Das ist erstaunlich, da frühere epidemiologische Studien gezeigt hatten, dass kürzere Arbeitszeiten für die Ärzte selber gesünder sind: Sie haben weniger Autounfälle auf dem Heimweg, weniger Nadelstichverletzungen und weniger mentale Erkrankungen.

Leora Horwitz von der Yale Universität sucht im Editorial nach Erklärungen für diese Diskrepanz: Sie befürchtet, dass an vielen Kliniken die Assistenzärzte jetzt wohl die gleiche Arbeit in kürzerer Zeit erledigen müssten. Allein die Begrenzung der Bereitschaftsdienste würde in den USA 1,6 Milliarden US-Dollar pro Jahr kosten.

Hektik könnte genauso viele Behandlungsfehler verursachen wie eine Übermüdung. Tatsache ist aber auch, dass kürzere Arbeitszeiten mit häufigeren Übergaben und Überweisungen der Patienten verbunden sind.

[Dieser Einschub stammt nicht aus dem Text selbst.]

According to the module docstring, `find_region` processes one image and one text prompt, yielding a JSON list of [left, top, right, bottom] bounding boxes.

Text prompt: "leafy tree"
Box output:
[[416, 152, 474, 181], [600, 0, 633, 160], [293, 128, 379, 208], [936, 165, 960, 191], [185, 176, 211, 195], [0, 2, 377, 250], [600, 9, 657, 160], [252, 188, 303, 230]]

Positiv an der Studie ist, dass sie keine Hinweise auf eine Verschlechterung der Versorgungsqualität gefunden hat, wie dies gelegentlich befürchtet wurde – von leitenden Ärzten die ihre Leidenszeit als Assistenzarzt lange hinter sich und in der Erinnerung vielleicht etwas verklärt haben.